⌠ Analyser le chemin que IOTA souhaite emprunter de mon point de vue ⌡
Il y a plusieurs années, j'ai fait des affaires en tant qu'acheteur de chaussures et j'ai également travaillé dans le commerce de gros, donc j'ai un peu étudié l'importation en grande quantité. En ce qui concerne les conteneurs, supposons qu'un conteneur voyage d'Asie vers l'Europe, il y aurait en fait au moins une trentaine de participants et plus de 200-300 documents dans le processus, tels que le connaissement, l'assurance, les lettres de crédit, les documents douaniers, etc., qui circulent entre les banques, les douanes et les parties concernées pour signatures et transmissions, ce qui est en réalité très inefficace. Selon des estimations de recherche, si tous ces documents étaient entièrement numérisés, cela pourrait permettre d'économiser des dizaines de milliards de dollars par an et générer des centaines de milliards de dollars de volume commercial supplémentaire. Cependant, le problème est que tout le monde sait qu'il y a un gâteau à partager, mais le véritable obstacle n'est jamais d'ordre technique. Ce qui bloque en permanence, c'est la confiance, car les gens ne se reconnaissent pas mutuellement et personne n'est prêt à confier ces données sensibles à forte valeur commerciale à une entreprise ou une plateforme. Alors @IOTA, la transformation de cette période consiste à aborder ce problème de front. Beaucoup de gens ont encore l'impression que c'est axé sur les paiements de faible montant pour l'Internet des objets (y compris moi, je le pensais aussi avant mes recherches), mais récemment, ils ont progressivement réorienté leur attention vers une blockchain publique spécialisée dans les "infrastructures de confiance".

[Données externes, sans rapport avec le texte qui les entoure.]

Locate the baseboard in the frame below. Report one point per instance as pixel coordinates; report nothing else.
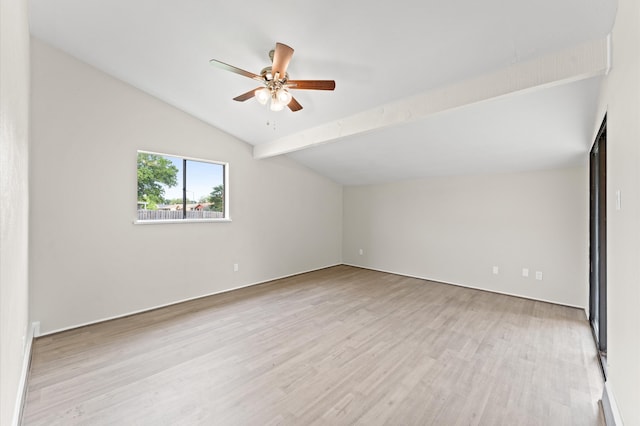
(24, 374)
(610, 408)
(469, 286)
(153, 308)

Après la mise à niveau #Rebased en 2025, les performances de la chaîne principale ont atteint un état de chaîne haute performance, avec des fonctionnalités complètes de contrat et de tokenisation d'actifs, suffisantes pour gérer des affaires à haute fréquence au niveau des entreprises et des gouvernements. Plus important encore, ces fonctionnalités ont été organisées en un cadre de confiance IOTA, axé sur quelques éléments essentiels pour les RWA : identité, documents, autorisations, audit. Dans ce cadre, le jeu le plus crucial s'appelle #TWIN, qui est une fondation à but non lucratif lancée par le Forum économique mondial, le Tony Blair Institute, la fondation IOTA et plusieurs gouvernements ainsi que des organismes régionaux, avec pour objectif d'établir une infrastructure commerciale publique mondiale. La philosophie de conception de TWIN est très simple : les données restent entre les mains des entreprises elles-mêmes, seule la preuve que « ce document existe et n'a pas été altéré » sera ancrée sur IOTA. Lorsqu'il est nécessaire de vérifier auprès des douanes, des banques ou des partenaires, le document peut être transmis en toute sécurité entre les participants via le connecteur de nœuds standardisé, et l'authenticité peut être vérifiée à l'aide d'un Hash en chaîne.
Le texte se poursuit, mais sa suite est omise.